出典:Twitter(@hamakawa20153) - Syamu_game @ ウィキ - アットウィキ

と発言したことがあります。

ゾット帝国に泣けるシーンなんてないだろ!とは思うのですが、とにかくそのシーンを特定してみました。

時間から絞り込む

ツイートは2015年4月30日にされています。つまり、それ以前に投稿された話はこのツイートに該当しません。また、6月以降に投稿された話も可能性が低いと考えられます。この条件にあてはまるのは、カイト編2章2話「第二話:栞と葛城とカイト」だけです。

ちなみに、該当話の考察はこちら↓

【ゾッ帝考察20】カイト編 2章 2話「栞と葛城とカイト」前編

【ゾッ帝考察21】カイト編 2章 2話「栞と葛城とカイト」後編

どこが泣けるシーンなのか

この話の中で主人公カイトが泣いているシーンは1か所だけです。

出典:http://ncode.syosetu.com/n2387co/17/

「栞の知ってる兄ちゃん、カイトが来て死んだ。兄ちゃんを返して」

 栞の言葉は強く、栞は今にも泣きそうな眼をして、オラを見上げている。

 栞の眼に涙が滲んで、手で涙を拭い、洟をすする。

 

 オラは栞の兄を亡くした罪悪感が込み上がり、屈み込んで栞に抱き付いた。

 

 (中略)

 

「栞、すまん。オラにもわからんのじゃ……許してくれ、栞。オラは、栞の兄ちゃんじゃないんじゃ。オラにも、妹がいるけえ。オラの妹、シオンちゅうんじゃ。シオンは生意気での、オラとロクに口も聞かん仲じゃ。オラが近づけば、シオンはオラに暴力を振るうんじゃ、信じられんじゃろ? オラの妹の話をしても面白くなかったの。栞、すまん……栞の兄ちゃんとオラの身体が入れ替わった時、栞の兄ちゃんに会ったんじゃ。栞の兄ちゃんは言っておった、妹の栞を頼むと。栞の兄ちゃんは……天国に逝ったんじゃ。オラが栞の兄ちゃんを殺したんじゃ。栞、オラを好きなだけ恨んでもええ。栞が望むなら、オラは今すぐ出て行くけえ。二度とこの家には戻ってこんけえ」

 オラは栞の背中で馬鹿みたいに嗚咽して、訳がわからずに自分の妹の話をして、栞の頭を一生懸命に撫でる。

 

「兄ちゃん、苦しい」

 栞は声を小さく漏らした。

 

 いつの間にか、オラは栞を抱き締めていたらしい。

 オラは思わず、栞から離れる。

 

「すまん、栞。どこも痛くないか? 気分は悪くないか?」

 オラは栞の両肩に手を置いて、栞の顔を覗き込む。

 

「……栞の兄ちゃん言ってた。兄ちゃんが死んだら、新しい兄ちゃんと仲良くするんだぞって」

 栞は俯いて、悲しそうに言葉を紡ぐ。

 お腹の上で組んだ指を、寂しそうに絡ませている。

 

 オラは栞を抱き締めた。

 

「!? し、栞……すまん。オラはうつけ者じゃ。こんな兄ちゃんでええんか? 栞が怒った時は殴ってもええけえ」

 オラは栞の背中で泣いていた。いつまでも。

はい、これですね。

これで泣けるのか……(呆れ)

おめでたいことだなぁ……

しかもこの後、栞も腹が減ったとかなんとか言い出して見事なサイコパスっぷりを発揮しますからね。普通なら、何話にも渡って乗り越えられない溝を残して、からの、積み重ねた時間が2人を本当の兄弟にした、というのが王道な感動展開だと思うのですが……。

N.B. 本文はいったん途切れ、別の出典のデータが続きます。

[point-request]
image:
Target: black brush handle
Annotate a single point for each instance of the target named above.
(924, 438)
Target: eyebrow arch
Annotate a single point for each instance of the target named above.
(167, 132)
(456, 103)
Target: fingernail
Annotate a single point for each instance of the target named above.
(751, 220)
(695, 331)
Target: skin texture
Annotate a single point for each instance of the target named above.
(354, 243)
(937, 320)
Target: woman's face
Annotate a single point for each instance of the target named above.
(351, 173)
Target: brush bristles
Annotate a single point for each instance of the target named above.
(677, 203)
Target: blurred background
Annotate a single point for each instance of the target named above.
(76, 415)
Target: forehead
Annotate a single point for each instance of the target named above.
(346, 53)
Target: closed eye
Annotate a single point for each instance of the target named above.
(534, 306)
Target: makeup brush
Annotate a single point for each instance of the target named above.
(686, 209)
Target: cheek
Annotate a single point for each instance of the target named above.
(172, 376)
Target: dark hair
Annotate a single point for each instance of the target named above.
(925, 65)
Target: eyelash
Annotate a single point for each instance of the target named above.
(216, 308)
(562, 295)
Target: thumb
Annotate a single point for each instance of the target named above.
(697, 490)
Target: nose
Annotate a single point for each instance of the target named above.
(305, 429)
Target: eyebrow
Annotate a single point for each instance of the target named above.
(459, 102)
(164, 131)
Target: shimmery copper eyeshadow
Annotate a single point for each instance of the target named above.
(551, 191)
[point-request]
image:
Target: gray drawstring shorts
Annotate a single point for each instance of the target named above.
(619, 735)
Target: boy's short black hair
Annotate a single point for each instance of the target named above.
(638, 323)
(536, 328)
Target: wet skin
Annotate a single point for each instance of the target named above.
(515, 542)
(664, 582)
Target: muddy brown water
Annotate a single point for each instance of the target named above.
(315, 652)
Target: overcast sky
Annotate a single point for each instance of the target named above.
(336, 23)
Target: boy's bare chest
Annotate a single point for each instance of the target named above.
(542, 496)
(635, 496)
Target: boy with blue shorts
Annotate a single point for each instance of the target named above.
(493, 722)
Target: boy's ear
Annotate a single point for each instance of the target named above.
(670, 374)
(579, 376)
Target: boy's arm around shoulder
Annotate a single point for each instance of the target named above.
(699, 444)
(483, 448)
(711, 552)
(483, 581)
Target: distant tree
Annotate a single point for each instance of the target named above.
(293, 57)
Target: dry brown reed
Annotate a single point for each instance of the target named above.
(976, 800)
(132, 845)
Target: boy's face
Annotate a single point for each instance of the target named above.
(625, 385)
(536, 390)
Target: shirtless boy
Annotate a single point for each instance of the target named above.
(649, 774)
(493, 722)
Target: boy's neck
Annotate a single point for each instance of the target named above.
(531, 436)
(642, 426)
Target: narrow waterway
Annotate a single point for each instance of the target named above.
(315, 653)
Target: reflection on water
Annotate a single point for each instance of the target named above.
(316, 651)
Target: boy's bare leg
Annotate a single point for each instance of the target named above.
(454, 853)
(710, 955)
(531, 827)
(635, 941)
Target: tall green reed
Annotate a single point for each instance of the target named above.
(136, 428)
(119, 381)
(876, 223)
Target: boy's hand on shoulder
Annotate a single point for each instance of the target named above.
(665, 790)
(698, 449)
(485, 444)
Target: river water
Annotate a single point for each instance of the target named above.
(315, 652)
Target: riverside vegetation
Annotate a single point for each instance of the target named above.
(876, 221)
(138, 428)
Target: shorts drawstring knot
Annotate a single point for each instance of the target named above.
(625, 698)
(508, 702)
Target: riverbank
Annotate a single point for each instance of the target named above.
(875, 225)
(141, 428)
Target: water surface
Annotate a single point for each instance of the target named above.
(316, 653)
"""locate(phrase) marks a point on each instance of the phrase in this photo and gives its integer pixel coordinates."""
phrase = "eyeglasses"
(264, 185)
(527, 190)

ゾッ帝は、いわば妄想です。その妄想の中で、自分を投影したキャラが家族として受け入れられたから泣く、っていうのはもうね、悲壮感しかないですよ、正直に言って。どうしようもない。

泣けるいきもの図鑑

泣けるいきもの図鑑

 

ちなみに、本編引用部分のうち、中略した部分の方が、むしろSyamu学的には見所ありです。